For women whose traumatic birth has left them with ongoing hypervigilance, PTSD symptoms, or widespread nervous system sensitisation, an SGB may help reduce sympathetic overactivity.

When the nervous system quietens, pain often becomes less intense.

Sleep may improve.

Anxiety may soften.

Pelvic rehabilitation becomes easier because the body is no longer bracing against perceived danger.

An SGB is not a treatment for every woman with pelvic pain.

But for carefully selected patients, particularly when trauma and persistent nervous system activation are central to the problem, it can become an important part of a comprehensive treatment plan.

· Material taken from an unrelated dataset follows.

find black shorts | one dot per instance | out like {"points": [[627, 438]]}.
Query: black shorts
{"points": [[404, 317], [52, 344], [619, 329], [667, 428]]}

The goal isn’t simply less pain

Pain clinics sometimes talk about reducing pain scores.

Patients rarely do.

Patients talk about sitting through dinner.

Picking up their toddler.

Driving without tears.

Returning to intimacy.

Sleeping through the night.

Feeling like themselves again.

Those are different goals.

And they matter more.

Your body isn’t broken

A traumatic birth can change muscles.

It can irritate nerves.

It can sensitise the spinal cord.

It can leave the sympathetic nervous system permanently scanning for danger.

None of that means recovery has stopped.

It simply means healing may require treating the nervous system as thoughtfully as we treat the tissues.

Because sometimes the body isn’t asking for another operation.

It’s asking for permission to believe the danger has passed.

When that happens, recovery often becomes possible again.